In [1]:
%load_ext autoreload
%autoreload 2
import torch
from torch import nn
from torch.utils.data import DataLoader
from torchtext import data, datasets
import spacy
from matplotlib import pyplot as plt
import numpy as np
from tqdm.notebook import tqdm

dev = 'cuda' if torch.cuda.is_available() else 'cpu'

In [2]:
tokenize_en = data.get_tokenizer("spacy", language='en_core_web_sm')
tokenize_de = data.get_tokenizer("spacy", language='de_core_news_sm')

src = data.Field(tokenize_en)
tgt = data.Field(tokenize_de)

train, val, test = datasets.Multi30k.splits(
    ('.en', '.de'), fields=(src, tgt) , root='./downloads')

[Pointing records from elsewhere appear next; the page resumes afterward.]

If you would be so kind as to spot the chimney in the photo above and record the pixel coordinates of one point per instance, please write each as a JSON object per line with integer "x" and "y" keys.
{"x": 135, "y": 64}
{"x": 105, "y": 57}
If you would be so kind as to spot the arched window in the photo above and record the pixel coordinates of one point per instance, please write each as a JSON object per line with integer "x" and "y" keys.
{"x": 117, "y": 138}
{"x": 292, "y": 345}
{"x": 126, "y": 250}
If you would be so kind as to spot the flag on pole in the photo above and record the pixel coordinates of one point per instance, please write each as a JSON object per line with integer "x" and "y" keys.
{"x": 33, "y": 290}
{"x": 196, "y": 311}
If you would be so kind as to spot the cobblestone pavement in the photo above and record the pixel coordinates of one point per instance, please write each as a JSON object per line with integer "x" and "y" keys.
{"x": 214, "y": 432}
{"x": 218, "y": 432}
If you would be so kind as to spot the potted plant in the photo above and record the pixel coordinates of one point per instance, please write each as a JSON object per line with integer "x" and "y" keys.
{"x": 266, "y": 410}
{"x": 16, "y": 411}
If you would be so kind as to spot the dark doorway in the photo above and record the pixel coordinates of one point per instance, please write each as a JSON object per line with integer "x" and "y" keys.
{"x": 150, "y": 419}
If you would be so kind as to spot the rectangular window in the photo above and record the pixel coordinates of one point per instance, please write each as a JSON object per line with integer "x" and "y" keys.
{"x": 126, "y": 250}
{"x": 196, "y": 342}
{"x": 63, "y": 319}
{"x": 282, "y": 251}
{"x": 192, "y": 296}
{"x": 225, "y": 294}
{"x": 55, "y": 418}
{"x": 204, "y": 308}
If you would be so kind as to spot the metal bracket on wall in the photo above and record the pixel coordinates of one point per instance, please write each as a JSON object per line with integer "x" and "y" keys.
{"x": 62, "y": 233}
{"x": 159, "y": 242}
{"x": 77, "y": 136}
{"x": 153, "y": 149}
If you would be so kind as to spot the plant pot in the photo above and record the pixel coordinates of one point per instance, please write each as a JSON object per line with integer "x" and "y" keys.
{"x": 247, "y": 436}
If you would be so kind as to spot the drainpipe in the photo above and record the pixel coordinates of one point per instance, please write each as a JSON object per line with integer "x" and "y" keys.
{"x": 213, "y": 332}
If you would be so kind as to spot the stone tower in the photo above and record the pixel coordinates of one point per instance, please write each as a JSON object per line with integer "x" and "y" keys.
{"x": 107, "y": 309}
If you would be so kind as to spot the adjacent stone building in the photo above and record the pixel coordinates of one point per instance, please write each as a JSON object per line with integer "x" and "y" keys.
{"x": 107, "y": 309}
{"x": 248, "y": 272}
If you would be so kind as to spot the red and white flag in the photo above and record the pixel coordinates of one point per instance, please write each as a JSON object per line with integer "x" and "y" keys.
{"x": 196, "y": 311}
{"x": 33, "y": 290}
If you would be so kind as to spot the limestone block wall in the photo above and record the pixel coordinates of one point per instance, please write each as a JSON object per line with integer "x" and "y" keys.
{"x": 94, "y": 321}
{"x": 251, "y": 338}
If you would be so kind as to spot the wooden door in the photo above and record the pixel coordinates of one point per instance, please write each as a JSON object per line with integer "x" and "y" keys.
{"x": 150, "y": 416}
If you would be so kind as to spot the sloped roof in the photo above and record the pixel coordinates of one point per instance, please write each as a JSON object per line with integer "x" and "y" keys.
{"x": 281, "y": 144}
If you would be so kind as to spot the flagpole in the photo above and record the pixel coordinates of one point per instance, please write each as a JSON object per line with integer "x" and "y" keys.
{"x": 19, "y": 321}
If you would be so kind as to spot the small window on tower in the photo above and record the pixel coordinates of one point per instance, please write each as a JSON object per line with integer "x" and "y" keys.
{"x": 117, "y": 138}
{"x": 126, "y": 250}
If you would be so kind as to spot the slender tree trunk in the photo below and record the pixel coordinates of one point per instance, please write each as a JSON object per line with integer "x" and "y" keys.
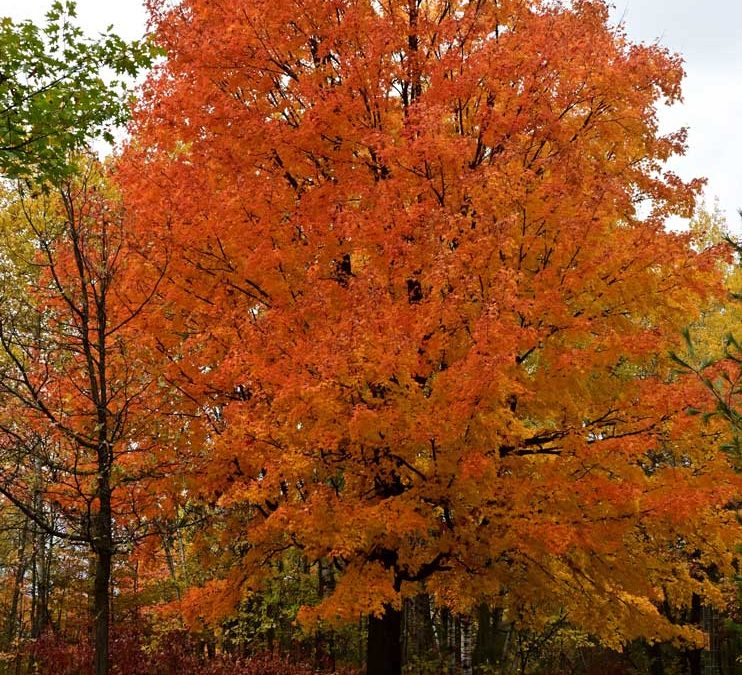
{"x": 384, "y": 647}
{"x": 102, "y": 581}
{"x": 13, "y": 621}
{"x": 465, "y": 651}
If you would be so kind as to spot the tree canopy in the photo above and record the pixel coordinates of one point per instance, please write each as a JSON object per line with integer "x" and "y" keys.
{"x": 414, "y": 298}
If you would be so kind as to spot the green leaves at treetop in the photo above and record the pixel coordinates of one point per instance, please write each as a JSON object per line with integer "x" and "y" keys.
{"x": 54, "y": 94}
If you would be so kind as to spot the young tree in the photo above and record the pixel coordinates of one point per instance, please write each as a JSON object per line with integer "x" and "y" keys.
{"x": 415, "y": 302}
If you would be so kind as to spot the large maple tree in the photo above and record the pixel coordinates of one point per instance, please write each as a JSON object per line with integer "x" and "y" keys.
{"x": 421, "y": 294}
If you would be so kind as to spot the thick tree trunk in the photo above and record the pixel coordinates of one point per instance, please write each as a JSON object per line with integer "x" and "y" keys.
{"x": 384, "y": 647}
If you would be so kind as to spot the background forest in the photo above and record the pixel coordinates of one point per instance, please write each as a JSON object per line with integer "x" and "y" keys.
{"x": 367, "y": 351}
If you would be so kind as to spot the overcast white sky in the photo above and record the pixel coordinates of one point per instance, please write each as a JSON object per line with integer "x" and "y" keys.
{"x": 706, "y": 34}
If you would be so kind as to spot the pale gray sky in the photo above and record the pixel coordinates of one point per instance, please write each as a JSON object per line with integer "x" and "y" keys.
{"x": 705, "y": 34}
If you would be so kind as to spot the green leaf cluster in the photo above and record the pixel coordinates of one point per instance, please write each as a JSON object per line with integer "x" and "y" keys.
{"x": 59, "y": 90}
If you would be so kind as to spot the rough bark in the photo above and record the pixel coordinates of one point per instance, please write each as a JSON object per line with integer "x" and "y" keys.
{"x": 384, "y": 646}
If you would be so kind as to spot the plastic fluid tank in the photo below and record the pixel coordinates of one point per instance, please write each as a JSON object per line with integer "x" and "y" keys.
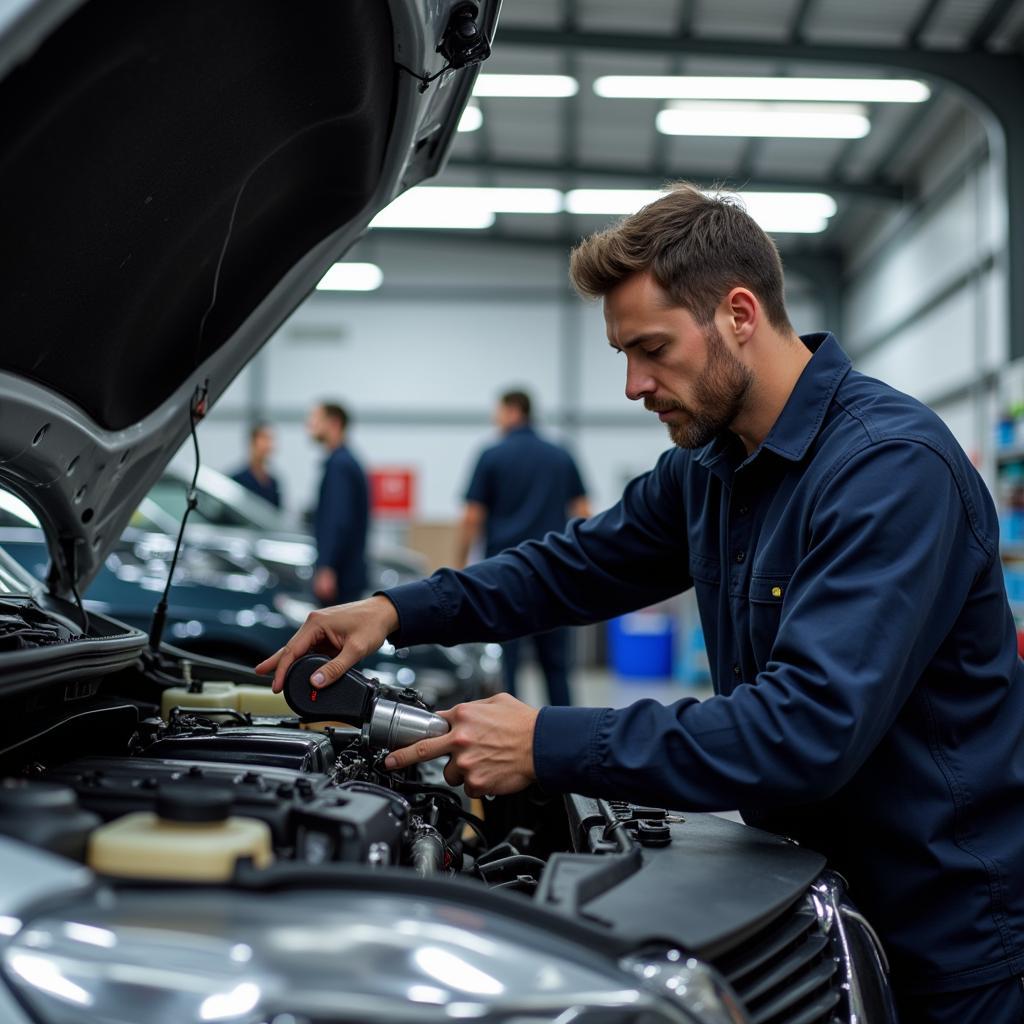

src_list, trg_list = [], []
for dt_pnt in train:
    src_list.append(dt_pnt.src)
    trg_list.append(dt_pnt.trg)

train.fields['src'].build_vocab(src_list)
train.fields['trg'].build_vocab(trg_list)
train.fields['src'].numericalize([['hello', 'how', 'are', 'you', '<pad>']])

tensor([[6869],
        [ 898],
        [  12],
        [1751],
        [   1]])

In [3]:
def subsequent_mask(size):
    "Mask out subsequent positions."
    attn_shape = (1, size, size)
    subsequent_mask = np.triu(np.ones(attn_shape), k=1).astype('uint8')
    return torch.from_numpy(subsequent_mask) == 0

In [4]:
def collate_fn(batch):
    src_list, trg_list = [], []
    for dt_pnt in batch:
        src_list.append(dt_pnt.src)
        trg_list.append(['<pad>'] + dt_pnt.trg)

    src_list = train.fields['src'].pad(src_list)
    trg_list = train.fields['trg'].pad(trg_list)

    src_list = train.fields['src'].numericalize(src_list).T.to(dev)
    trg_list = train.fields['trg'].numericalize(trg_list).T.to(dev)
    trg = trg_list[:, :-1]
    trg_y = trg_list[:,1:]

    pad = 1
    src_mask = (src_list != pad).unsqueeze(-1).unsqueeze(-1)
    trg_mask = (trg != pad).unsqueeze(-2)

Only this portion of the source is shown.